Sherpa (Trust) Walk: Two group members lead a small group of un-sighted players safely around/up/over different areas of the equipment. (The sherpas, in Rohnke-esk fashion, do not speak a known language. They communicate in sounds that the group must eventually figure out. The safe easy Walk is to use a language that works for everyone - or mostly everyone.)
All Aboard: There are always a wide variety of platform spaces for the group to occupy. Start out with a large platform area and ask everyone to stand on it together (be sure the structure you are using is strong enough for the entire group). The idea is to eventually find the smallest (safe) platform area that everyone in the group can stand/balance upon from at least three full seconds.
Stepping Stones: One of my favorites for the playground. I bring along my 1-foot round spot markers, each player gets a spot, and the group has to use them to step on in order to get from one side of the playground structure to the other. So, if a player is stepping down a spot must be under his or her foot. I love the three-dimensional aspect of the trip. (And, going through a tube is really interesting! Or up a slide??!!)
TP Shuffle: Using an elevated curb, beam, or even some chalk on the side walk for the path, two small groups facing each other (each group in a line) have to switch places without stepping off the curb, beam, or chalked path. (I always like to start with a sidewalk version and then progress to a more elevated challenge.)

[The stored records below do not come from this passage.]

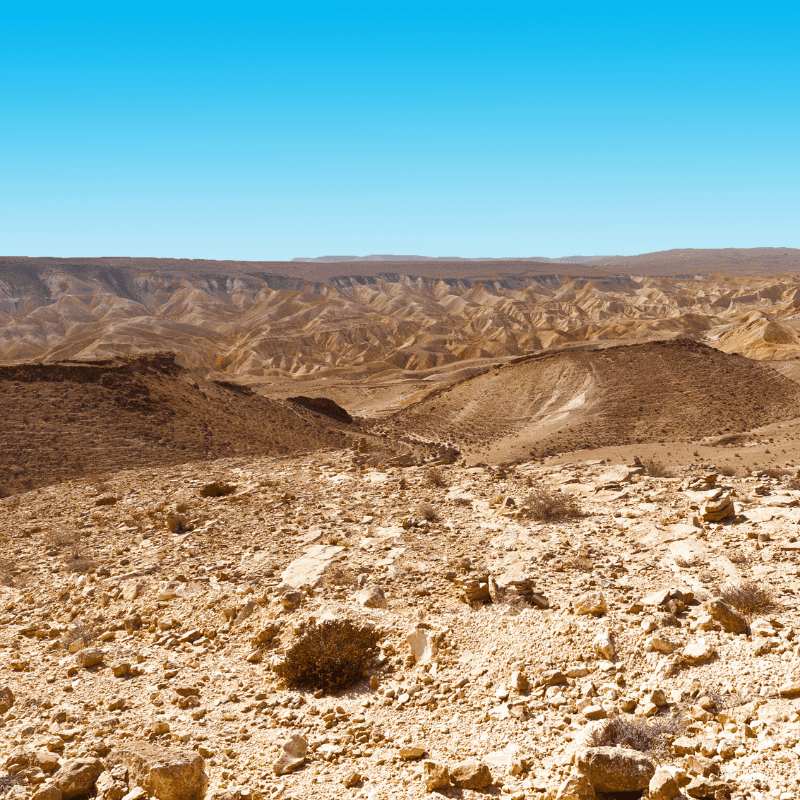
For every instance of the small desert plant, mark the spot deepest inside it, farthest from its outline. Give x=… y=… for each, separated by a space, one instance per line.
x=647 y=736
x=775 y=472
x=330 y=656
x=217 y=489
x=655 y=469
x=747 y=597
x=78 y=631
x=544 y=505
x=428 y=512
x=435 y=477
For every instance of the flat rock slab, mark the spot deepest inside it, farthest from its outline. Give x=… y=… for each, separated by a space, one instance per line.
x=767 y=513
x=310 y=567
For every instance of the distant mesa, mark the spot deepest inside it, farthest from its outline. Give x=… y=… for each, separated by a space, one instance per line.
x=322 y=405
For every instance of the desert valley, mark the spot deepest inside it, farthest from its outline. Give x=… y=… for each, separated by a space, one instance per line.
x=401 y=527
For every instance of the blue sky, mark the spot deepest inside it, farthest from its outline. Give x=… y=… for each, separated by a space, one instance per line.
x=274 y=130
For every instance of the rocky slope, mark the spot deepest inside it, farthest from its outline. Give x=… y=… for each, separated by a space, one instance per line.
x=596 y=397
x=507 y=641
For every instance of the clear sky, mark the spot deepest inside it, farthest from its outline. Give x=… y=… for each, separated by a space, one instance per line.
x=272 y=130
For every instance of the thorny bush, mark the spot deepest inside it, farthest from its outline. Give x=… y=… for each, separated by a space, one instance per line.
x=330 y=656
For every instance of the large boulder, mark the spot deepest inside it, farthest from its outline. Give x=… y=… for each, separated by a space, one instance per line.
x=164 y=773
x=77 y=777
x=615 y=769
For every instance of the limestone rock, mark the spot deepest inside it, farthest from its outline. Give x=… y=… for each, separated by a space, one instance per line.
x=293 y=755
x=77 y=777
x=697 y=651
x=574 y=787
x=591 y=603
x=372 y=596
x=719 y=508
x=730 y=620
x=164 y=773
x=47 y=793
x=6 y=699
x=603 y=645
x=423 y=644
x=434 y=776
x=663 y=785
x=471 y=775
x=410 y=752
x=615 y=769
x=90 y=657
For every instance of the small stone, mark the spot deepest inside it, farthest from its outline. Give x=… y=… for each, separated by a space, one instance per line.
x=434 y=776
x=372 y=596
x=165 y=773
x=410 y=752
x=352 y=779
x=697 y=651
x=77 y=776
x=47 y=793
x=293 y=755
x=591 y=603
x=6 y=699
x=90 y=658
x=471 y=775
x=603 y=645
x=615 y=769
x=594 y=712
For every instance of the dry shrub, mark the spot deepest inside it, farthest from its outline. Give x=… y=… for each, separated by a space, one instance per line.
x=775 y=472
x=10 y=574
x=216 y=489
x=58 y=539
x=428 y=512
x=330 y=656
x=435 y=477
x=748 y=598
x=543 y=504
x=651 y=736
x=728 y=471
x=656 y=469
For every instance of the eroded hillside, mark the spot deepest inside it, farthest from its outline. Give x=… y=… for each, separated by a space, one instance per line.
x=279 y=321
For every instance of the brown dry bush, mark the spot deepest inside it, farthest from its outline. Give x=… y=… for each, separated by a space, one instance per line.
x=748 y=598
x=651 y=736
x=330 y=656
x=543 y=504
x=217 y=489
x=428 y=512
x=775 y=472
x=656 y=469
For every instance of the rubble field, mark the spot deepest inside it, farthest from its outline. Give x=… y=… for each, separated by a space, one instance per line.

Tunnel Pass: Divide a group in half - one half at each entrance to the playground tunnel. Players can only go through and exit the tunnel if they have passed someone inside of it. Get everyone from both sides through the tube. (Careful with this one - there are some space body contact issues in there. The right group at the right time.)
Spider Web: There are lots of openings on playground equipment. After going through a progression of spotting and lifting activities set up a plan for everyone to go through some sort of opening in the equipment. Lots of room for planning and discussion. You could also assign points for the different openings and the group does it's best to get the most points possible.
Up and Over: Like a team wall, groups can also work together to get everyone up-and-over a stable bar located on the playground. The bar should be at a height where everyone will be able to spot others safely while maneuvering over the top. Spotting! Spotting! Spotting!